Anne Pronschinske: There are many applications of AI and ML to enhance data management and transformation. Automation of data quality checks and AI-driven monitoring are extremely useful. Not to mention, the use of Large Language Models (LLM) for data management and contextualization remains promising in upcoming years.
Travis Richardson: AI and ML are dependent on having a data management infrastructure that streamlines data aggregation and curation while accounting for privacy, governance, and provenance. Flywheel provides healthcare providers and researchers with this type of infrastructure for complex analysis by making data more structured, accessible, and standardized.

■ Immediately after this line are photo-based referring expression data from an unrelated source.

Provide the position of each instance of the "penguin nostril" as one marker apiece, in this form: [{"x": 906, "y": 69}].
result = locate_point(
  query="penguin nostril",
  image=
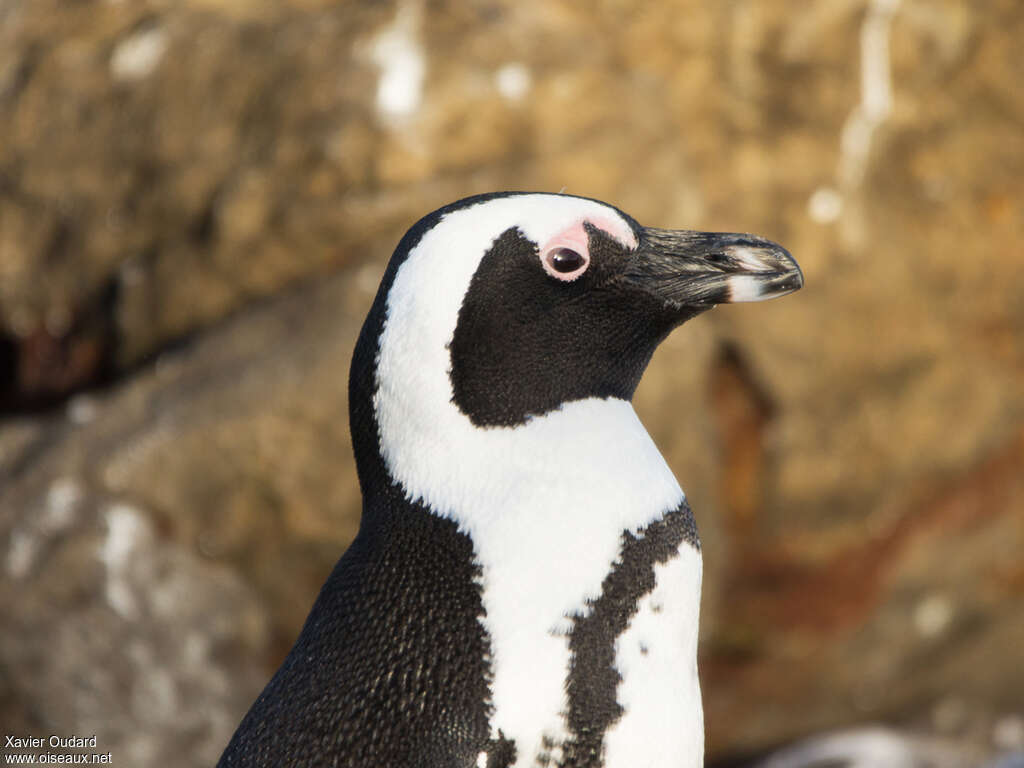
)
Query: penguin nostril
[{"x": 565, "y": 263}]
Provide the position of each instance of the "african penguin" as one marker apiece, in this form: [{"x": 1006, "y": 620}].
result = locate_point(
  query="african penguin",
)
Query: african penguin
[{"x": 524, "y": 586}]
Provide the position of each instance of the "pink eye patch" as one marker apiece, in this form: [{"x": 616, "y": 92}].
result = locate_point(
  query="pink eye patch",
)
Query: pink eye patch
[{"x": 566, "y": 255}]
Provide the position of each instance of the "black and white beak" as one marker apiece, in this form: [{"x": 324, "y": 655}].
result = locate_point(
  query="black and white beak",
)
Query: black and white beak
[{"x": 700, "y": 269}]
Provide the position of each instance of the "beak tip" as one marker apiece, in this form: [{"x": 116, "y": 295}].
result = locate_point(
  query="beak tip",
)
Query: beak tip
[{"x": 771, "y": 271}]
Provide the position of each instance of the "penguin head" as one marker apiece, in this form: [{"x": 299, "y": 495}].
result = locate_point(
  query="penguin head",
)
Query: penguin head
[{"x": 507, "y": 306}]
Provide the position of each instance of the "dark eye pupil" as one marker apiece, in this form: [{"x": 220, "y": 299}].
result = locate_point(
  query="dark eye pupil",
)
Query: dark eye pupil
[{"x": 565, "y": 260}]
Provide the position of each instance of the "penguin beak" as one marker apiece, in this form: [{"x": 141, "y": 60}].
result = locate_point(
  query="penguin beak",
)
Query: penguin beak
[{"x": 700, "y": 269}]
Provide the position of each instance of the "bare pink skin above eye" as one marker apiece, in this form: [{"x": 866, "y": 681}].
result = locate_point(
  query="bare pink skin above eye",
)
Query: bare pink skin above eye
[{"x": 574, "y": 238}]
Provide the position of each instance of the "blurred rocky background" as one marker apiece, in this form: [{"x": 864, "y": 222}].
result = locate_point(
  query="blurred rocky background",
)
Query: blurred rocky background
[{"x": 197, "y": 200}]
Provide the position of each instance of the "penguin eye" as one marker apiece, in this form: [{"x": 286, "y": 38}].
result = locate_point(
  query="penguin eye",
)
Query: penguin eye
[{"x": 564, "y": 263}]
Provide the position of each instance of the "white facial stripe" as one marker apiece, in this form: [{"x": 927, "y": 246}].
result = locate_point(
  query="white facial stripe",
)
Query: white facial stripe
[
  {"x": 663, "y": 724},
  {"x": 545, "y": 503}
]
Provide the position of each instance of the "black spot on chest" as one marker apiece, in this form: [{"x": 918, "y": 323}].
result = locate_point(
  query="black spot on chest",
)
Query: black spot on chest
[{"x": 593, "y": 680}]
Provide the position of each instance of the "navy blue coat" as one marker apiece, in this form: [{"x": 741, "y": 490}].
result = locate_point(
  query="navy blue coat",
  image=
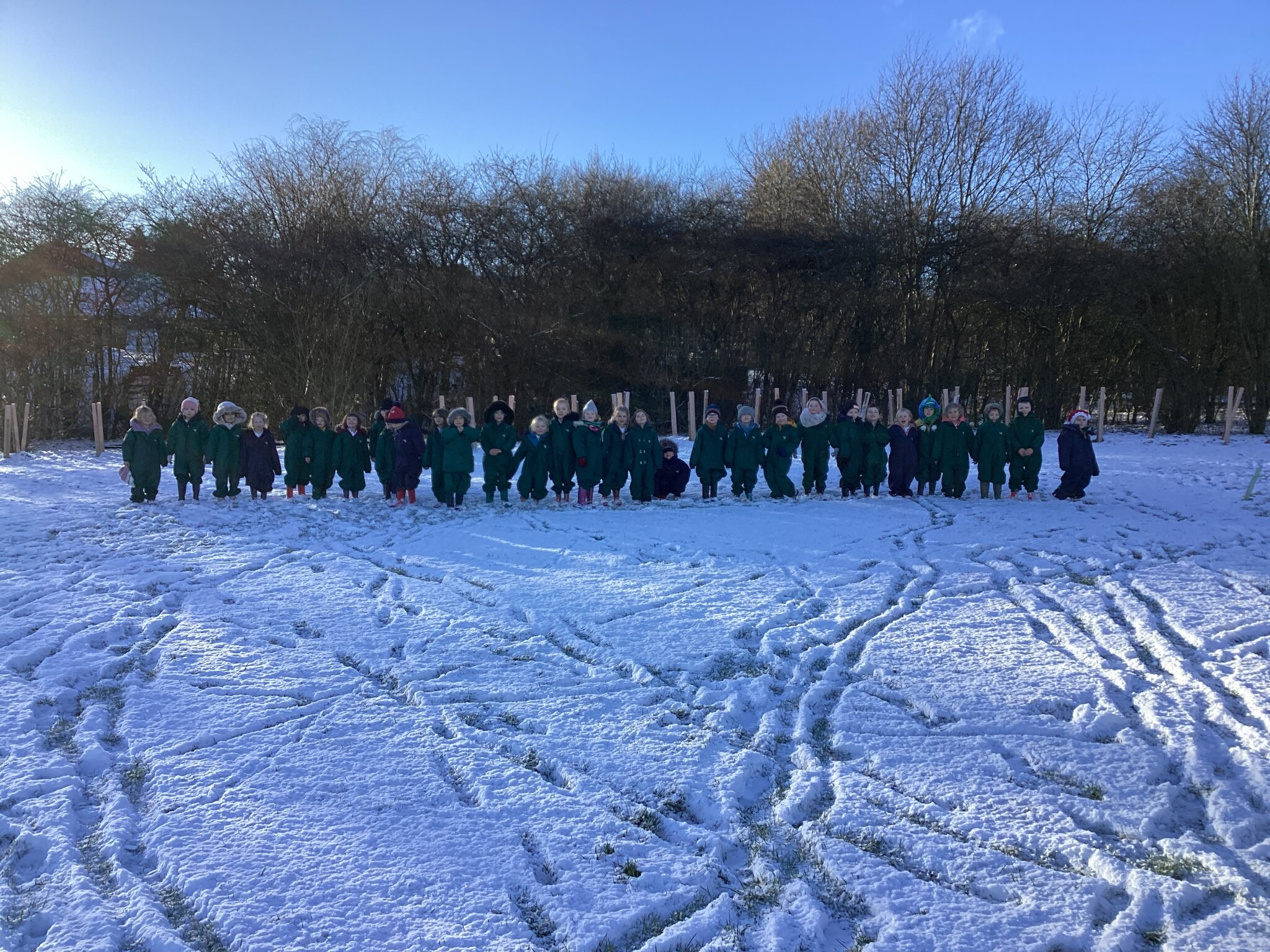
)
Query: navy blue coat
[{"x": 408, "y": 456}]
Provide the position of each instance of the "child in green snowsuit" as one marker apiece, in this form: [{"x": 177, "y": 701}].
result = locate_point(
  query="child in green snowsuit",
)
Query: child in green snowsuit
[
  {"x": 848, "y": 439},
  {"x": 779, "y": 444},
  {"x": 186, "y": 441},
  {"x": 223, "y": 448},
  {"x": 643, "y": 457},
  {"x": 708, "y": 456},
  {"x": 534, "y": 457},
  {"x": 352, "y": 456},
  {"x": 295, "y": 459},
  {"x": 563, "y": 459},
  {"x": 992, "y": 450},
  {"x": 144, "y": 455},
  {"x": 588, "y": 452},
  {"x": 744, "y": 452},
  {"x": 498, "y": 441},
  {"x": 321, "y": 451},
  {"x": 928, "y": 432},
  {"x": 458, "y": 461},
  {"x": 1026, "y": 438},
  {"x": 954, "y": 447},
  {"x": 876, "y": 439},
  {"x": 815, "y": 431},
  {"x": 613, "y": 439}
]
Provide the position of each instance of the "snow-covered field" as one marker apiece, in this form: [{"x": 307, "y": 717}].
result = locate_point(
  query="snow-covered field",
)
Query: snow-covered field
[{"x": 819, "y": 725}]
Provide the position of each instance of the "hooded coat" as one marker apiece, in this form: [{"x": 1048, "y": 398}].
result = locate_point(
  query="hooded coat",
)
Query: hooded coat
[
  {"x": 223, "y": 448},
  {"x": 534, "y": 459},
  {"x": 295, "y": 439},
  {"x": 643, "y": 460},
  {"x": 954, "y": 447},
  {"x": 848, "y": 439},
  {"x": 1026, "y": 432},
  {"x": 815, "y": 433},
  {"x": 780, "y": 441},
  {"x": 902, "y": 464},
  {"x": 992, "y": 447},
  {"x": 672, "y": 478},
  {"x": 352, "y": 457},
  {"x": 186, "y": 441},
  {"x": 258, "y": 460},
  {"x": 498, "y": 469},
  {"x": 614, "y": 438},
  {"x": 563, "y": 456},
  {"x": 928, "y": 431},
  {"x": 145, "y": 454},
  {"x": 321, "y": 452},
  {"x": 1077, "y": 461},
  {"x": 588, "y": 452}
]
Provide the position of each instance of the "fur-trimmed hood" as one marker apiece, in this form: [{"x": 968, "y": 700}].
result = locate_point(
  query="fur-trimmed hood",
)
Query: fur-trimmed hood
[
  {"x": 508, "y": 413},
  {"x": 229, "y": 414}
]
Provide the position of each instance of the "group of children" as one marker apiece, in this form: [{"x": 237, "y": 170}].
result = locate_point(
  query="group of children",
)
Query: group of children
[{"x": 569, "y": 448}]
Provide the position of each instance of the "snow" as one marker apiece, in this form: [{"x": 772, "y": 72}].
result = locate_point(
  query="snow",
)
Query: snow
[{"x": 917, "y": 724}]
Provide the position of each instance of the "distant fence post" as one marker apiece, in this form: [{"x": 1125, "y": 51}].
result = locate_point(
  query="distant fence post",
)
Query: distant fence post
[{"x": 1155, "y": 413}]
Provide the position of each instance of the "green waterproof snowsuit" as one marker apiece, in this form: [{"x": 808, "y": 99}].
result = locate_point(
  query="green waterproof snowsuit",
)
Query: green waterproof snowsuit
[
  {"x": 223, "y": 451},
  {"x": 588, "y": 454},
  {"x": 849, "y": 441},
  {"x": 1025, "y": 433},
  {"x": 954, "y": 446},
  {"x": 563, "y": 459},
  {"x": 352, "y": 459},
  {"x": 744, "y": 455},
  {"x": 614, "y": 441},
  {"x": 145, "y": 454},
  {"x": 876, "y": 438},
  {"x": 534, "y": 459},
  {"x": 498, "y": 469},
  {"x": 708, "y": 459},
  {"x": 321, "y": 451},
  {"x": 643, "y": 460},
  {"x": 458, "y": 460},
  {"x": 295, "y": 438},
  {"x": 815, "y": 451},
  {"x": 992, "y": 451},
  {"x": 186, "y": 442},
  {"x": 779, "y": 446}
]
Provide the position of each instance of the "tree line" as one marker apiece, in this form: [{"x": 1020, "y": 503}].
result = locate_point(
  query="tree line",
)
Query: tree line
[{"x": 946, "y": 229}]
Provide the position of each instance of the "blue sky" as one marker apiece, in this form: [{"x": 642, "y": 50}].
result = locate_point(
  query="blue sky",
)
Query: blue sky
[{"x": 95, "y": 88}]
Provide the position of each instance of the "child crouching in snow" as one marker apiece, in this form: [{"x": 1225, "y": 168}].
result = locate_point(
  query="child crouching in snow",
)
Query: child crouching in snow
[
  {"x": 1076, "y": 457},
  {"x": 258, "y": 456},
  {"x": 187, "y": 438},
  {"x": 902, "y": 465},
  {"x": 534, "y": 457},
  {"x": 672, "y": 479},
  {"x": 352, "y": 456},
  {"x": 144, "y": 455}
]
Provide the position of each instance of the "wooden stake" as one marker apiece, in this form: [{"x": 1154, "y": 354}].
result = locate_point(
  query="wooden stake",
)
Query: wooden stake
[
  {"x": 1230, "y": 414},
  {"x": 1155, "y": 413}
]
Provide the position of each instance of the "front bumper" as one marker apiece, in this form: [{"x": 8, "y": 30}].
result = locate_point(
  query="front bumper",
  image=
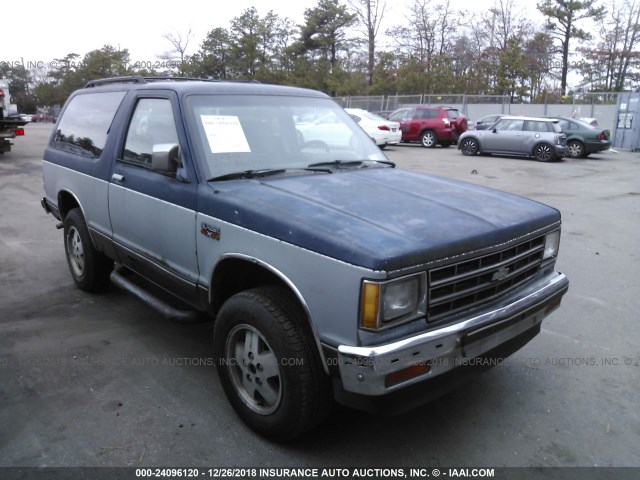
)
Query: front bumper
[
  {"x": 366, "y": 370},
  {"x": 561, "y": 150}
]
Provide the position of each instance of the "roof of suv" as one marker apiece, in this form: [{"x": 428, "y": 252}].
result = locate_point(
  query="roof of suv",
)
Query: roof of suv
[
  {"x": 521, "y": 117},
  {"x": 184, "y": 85}
]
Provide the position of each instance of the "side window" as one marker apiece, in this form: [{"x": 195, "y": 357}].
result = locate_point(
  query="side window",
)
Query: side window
[
  {"x": 85, "y": 122},
  {"x": 515, "y": 125},
  {"x": 427, "y": 113},
  {"x": 399, "y": 115},
  {"x": 536, "y": 126},
  {"x": 152, "y": 127}
]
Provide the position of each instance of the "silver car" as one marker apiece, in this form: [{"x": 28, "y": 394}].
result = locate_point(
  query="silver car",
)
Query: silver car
[{"x": 541, "y": 138}]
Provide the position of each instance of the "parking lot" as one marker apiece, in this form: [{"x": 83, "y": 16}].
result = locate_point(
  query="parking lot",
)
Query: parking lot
[{"x": 102, "y": 380}]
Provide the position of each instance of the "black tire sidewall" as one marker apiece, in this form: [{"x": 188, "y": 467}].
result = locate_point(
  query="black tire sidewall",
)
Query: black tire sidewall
[
  {"x": 292, "y": 416},
  {"x": 576, "y": 142},
  {"x": 96, "y": 267},
  {"x": 535, "y": 153},
  {"x": 432, "y": 134}
]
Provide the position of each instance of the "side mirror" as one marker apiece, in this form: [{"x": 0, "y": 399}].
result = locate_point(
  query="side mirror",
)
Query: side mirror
[{"x": 165, "y": 158}]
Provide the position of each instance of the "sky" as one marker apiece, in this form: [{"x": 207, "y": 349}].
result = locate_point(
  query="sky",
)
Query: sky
[{"x": 51, "y": 30}]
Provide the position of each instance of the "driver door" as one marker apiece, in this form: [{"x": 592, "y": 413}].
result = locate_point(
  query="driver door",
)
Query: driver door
[{"x": 152, "y": 212}]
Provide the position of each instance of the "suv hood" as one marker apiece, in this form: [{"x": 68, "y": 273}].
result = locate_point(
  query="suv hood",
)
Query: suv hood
[{"x": 378, "y": 218}]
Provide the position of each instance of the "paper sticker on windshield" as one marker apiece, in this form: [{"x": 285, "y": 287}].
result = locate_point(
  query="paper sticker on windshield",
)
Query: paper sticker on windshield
[{"x": 224, "y": 133}]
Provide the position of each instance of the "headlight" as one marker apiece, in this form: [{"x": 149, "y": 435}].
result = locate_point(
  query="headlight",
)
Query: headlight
[
  {"x": 551, "y": 245},
  {"x": 389, "y": 303}
]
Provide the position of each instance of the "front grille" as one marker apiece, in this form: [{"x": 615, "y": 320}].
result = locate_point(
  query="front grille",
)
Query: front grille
[{"x": 467, "y": 284}]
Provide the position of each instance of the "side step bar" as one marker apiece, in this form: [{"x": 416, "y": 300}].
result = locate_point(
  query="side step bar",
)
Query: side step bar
[{"x": 163, "y": 308}]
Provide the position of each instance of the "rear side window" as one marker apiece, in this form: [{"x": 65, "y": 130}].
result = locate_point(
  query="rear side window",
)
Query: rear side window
[
  {"x": 152, "y": 126},
  {"x": 399, "y": 115},
  {"x": 85, "y": 123},
  {"x": 427, "y": 113},
  {"x": 537, "y": 126}
]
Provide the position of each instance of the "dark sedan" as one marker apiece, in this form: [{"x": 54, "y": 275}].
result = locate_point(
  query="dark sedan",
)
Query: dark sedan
[{"x": 583, "y": 139}]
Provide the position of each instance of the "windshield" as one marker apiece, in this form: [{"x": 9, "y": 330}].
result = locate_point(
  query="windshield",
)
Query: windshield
[{"x": 245, "y": 133}]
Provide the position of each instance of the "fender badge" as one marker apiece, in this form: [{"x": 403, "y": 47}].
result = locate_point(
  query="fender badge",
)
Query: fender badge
[
  {"x": 500, "y": 274},
  {"x": 209, "y": 231}
]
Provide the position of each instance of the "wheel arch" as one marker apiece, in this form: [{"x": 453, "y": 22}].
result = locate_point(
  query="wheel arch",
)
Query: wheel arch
[
  {"x": 236, "y": 272},
  {"x": 67, "y": 201},
  {"x": 537, "y": 144}
]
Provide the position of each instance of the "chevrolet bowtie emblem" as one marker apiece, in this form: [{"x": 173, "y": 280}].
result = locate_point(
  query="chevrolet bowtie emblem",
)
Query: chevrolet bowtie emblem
[{"x": 500, "y": 274}]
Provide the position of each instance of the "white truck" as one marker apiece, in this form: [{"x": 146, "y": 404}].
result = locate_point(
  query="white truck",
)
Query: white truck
[{"x": 10, "y": 124}]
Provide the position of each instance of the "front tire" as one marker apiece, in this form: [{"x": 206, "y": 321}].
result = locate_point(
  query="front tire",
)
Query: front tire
[
  {"x": 268, "y": 364},
  {"x": 544, "y": 153},
  {"x": 90, "y": 269},
  {"x": 469, "y": 147},
  {"x": 428, "y": 139}
]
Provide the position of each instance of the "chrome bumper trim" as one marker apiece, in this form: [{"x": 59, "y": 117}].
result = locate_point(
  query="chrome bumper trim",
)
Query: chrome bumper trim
[{"x": 363, "y": 370}]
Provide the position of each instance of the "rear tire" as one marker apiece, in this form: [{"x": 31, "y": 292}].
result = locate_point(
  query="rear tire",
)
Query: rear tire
[
  {"x": 575, "y": 149},
  {"x": 428, "y": 139},
  {"x": 469, "y": 147},
  {"x": 269, "y": 365},
  {"x": 544, "y": 153},
  {"x": 90, "y": 269}
]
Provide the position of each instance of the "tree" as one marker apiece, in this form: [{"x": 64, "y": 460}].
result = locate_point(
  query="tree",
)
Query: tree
[
  {"x": 19, "y": 86},
  {"x": 615, "y": 59},
  {"x": 178, "y": 53},
  {"x": 212, "y": 59},
  {"x": 324, "y": 29},
  {"x": 563, "y": 17},
  {"x": 370, "y": 14}
]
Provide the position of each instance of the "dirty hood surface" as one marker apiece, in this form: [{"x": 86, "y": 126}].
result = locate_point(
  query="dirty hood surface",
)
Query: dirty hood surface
[{"x": 378, "y": 218}]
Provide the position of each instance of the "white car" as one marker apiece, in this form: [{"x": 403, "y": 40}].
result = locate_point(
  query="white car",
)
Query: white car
[{"x": 383, "y": 131}]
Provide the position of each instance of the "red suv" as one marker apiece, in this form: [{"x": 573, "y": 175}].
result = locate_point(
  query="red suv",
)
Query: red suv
[{"x": 430, "y": 125}]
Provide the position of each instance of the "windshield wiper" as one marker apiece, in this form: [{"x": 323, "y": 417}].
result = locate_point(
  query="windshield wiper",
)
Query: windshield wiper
[
  {"x": 265, "y": 172},
  {"x": 350, "y": 163}
]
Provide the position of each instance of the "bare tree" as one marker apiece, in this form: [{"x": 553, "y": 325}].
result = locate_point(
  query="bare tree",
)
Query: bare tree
[
  {"x": 370, "y": 14},
  {"x": 179, "y": 44},
  {"x": 615, "y": 58},
  {"x": 563, "y": 17}
]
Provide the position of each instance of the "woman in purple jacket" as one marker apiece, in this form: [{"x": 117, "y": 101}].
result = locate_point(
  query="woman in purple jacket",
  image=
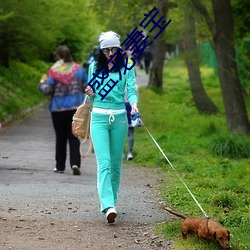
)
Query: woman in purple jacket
[{"x": 65, "y": 84}]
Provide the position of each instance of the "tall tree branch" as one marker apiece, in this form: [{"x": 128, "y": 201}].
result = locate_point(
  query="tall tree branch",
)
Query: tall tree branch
[{"x": 202, "y": 9}]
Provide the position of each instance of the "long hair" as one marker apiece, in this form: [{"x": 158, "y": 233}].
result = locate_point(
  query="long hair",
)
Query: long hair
[{"x": 102, "y": 60}]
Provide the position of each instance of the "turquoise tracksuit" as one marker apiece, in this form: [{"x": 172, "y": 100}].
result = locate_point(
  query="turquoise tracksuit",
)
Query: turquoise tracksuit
[{"x": 108, "y": 131}]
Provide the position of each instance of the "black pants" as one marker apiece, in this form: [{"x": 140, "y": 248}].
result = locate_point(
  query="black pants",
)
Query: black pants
[{"x": 62, "y": 122}]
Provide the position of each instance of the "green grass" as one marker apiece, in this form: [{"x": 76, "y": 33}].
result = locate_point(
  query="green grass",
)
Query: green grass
[
  {"x": 214, "y": 164},
  {"x": 19, "y": 88}
]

What are some real-world examples of successful data management and transformation projects, and what lessons can be learned from these cases?
Anne Pronschinske: The most successful examples of data management and transformation projects will generate “data domains” as products that allow for maximization of data domain or product reuse while eliminating duplicative efforts within those domains. Designing data domains like products infuses many of the principles of good product management into the generation of reusable data for multi-purpose use cases. Many organizations now look to employ principles of data-mesh architecture in their enterprise data strategies which include treating data like a product, fostering domain ownership (stewardship), generating a self-serve data infrastructure platform, and federated governance.
How can organizations create a data-driven culture that supports and prioritizes effective data management and transformation across all departments?
Jeff Rogers: The answer is simple: solve tactical challenges. If your data management solutions don’t actively make or save your company money, you shouldn’t do them. Once you deliver one or two solutions that positively impact the business’s bottom line, it’s amazing how much cultural buy-in you can generate.
Anne Pronschinske: One of the best ways to support a data-driven culture in an organization is to create a shared language to help the whole organization speak the “language of data” and protect data as a strategic asset. It is critical to wrap data work in purposeful culture change management. This can be done through infusion of a data literacy program and particularly through fostering strong stewardship throughout the organization.
Travis Richardson: In healthcare, organizations are beginning to recognize the value of robust data management platforms not just for their role in supporting operational tasks but also driving forward the advancement of research and innovation. More broadly, we see more enthusiastic adoption of digital transformation efforts when stakeholders understand how much automation can help reduce the workload of previously manual tasks.
What trends or innovations do you foresee in data management and transformation, and how should organizations prepare for these changes?
Anne Pronschinske: Innovation continues around data platform capabilities that automate master, reference, and metadata management, as well as self-service data transformation capabilities. To prepare for these changes, data literacy maturation is critical, as jobs and roles will begin to shift from traditional data management activities to new support roles in an increasingly automated and digital environment.